The award-winning writer has been staying at the finca where his mother has lived since the Franco days.

He travelled to Ronda after appearing alongside 50 other celebrated writers including Vikram Seth and Orham Pamuk, at the Spanish arm of the UK literary festival.

Taking place for the second time, Amis was interviewed by Hay director Peter Florence after giving a short reading from his new book The Pregnant Widow.

He told a large audience how it reflected the Sexual Revolution in the 1970s and described it as “very autobiographical”.

The novel is set in a castle in Italy during the early 1970s where, according to the publishers, “half a dozen young lives are afloat on the sea change”.

He also made headlines, when he said that Spain should be grateful to ETA for assassinating a former prime minister in line to replace dictator Franco.

“There are not many reasons to thank ETA for something, but in this case yes,” he told the audience.

Admiral Luis Carrero Blanco was assassinated in an ETA bomb blast in Madrid in December 1973 just six months after being named prime minister.

Amis is a regular visitor to Spain to see his mother and brother Philip, who also lives in Ronda. He is said to have part-written a number of books in Ronda, including The Rachel Papers.

Amis, the son of Sir Kingsley Amis – author of Lucky Jim – is now a grandfather: his daughter Delilah, from his first marriage, had a son last year.
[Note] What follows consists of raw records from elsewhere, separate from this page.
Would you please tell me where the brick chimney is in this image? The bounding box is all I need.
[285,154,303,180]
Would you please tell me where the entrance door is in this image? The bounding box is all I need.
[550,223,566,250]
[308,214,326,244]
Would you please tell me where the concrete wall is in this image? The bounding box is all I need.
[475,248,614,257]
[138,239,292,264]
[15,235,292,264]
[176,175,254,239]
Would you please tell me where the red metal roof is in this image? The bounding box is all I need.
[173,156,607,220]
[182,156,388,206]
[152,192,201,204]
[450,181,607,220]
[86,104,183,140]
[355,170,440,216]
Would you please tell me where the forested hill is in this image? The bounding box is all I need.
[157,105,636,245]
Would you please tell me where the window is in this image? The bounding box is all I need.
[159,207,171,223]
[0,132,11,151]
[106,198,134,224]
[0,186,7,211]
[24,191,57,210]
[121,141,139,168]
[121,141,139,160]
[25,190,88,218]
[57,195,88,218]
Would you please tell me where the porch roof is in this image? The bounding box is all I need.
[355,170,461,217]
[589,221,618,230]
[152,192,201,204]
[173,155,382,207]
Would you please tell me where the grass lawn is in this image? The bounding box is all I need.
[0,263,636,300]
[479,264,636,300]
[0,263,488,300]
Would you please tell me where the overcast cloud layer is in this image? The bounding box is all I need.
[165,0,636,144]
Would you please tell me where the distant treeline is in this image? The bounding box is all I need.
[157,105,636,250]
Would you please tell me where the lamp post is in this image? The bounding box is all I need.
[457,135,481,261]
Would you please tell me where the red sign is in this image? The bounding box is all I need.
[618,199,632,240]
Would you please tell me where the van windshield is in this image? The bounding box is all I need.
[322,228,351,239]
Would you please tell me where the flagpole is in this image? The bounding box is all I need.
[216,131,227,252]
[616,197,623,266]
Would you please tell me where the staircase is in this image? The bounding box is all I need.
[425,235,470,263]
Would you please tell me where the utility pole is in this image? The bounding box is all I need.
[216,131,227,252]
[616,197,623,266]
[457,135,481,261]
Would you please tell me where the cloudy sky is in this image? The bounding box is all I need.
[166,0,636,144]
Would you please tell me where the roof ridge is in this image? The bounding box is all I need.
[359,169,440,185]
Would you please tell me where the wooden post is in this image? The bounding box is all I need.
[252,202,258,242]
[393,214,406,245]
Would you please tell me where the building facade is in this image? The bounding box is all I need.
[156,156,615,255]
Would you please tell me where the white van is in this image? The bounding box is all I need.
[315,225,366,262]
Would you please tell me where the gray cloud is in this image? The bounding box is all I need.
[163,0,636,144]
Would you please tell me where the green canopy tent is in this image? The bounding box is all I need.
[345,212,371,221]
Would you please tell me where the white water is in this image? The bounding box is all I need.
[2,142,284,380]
The Hay Festival, that was born in the Welsh town of Hay-on-Wye 20 years ago, is expected to become a regular event in Granada.

1 Comment

  1. Hay – a new Amis novel. Excellent!! Just what I need. I just finished listening to the 18CDs of London Fields, in my car on the way to and from work between Bundaberg and Innes Park, Qld Australia. Living with those characters, for about three months and as reprehensible though some of them may be, and about as far removed from where I lived as the moon, I cried at the end. Further convinced of Martin’s genius – his love for his characters, his use of the language. Superb really… cheers.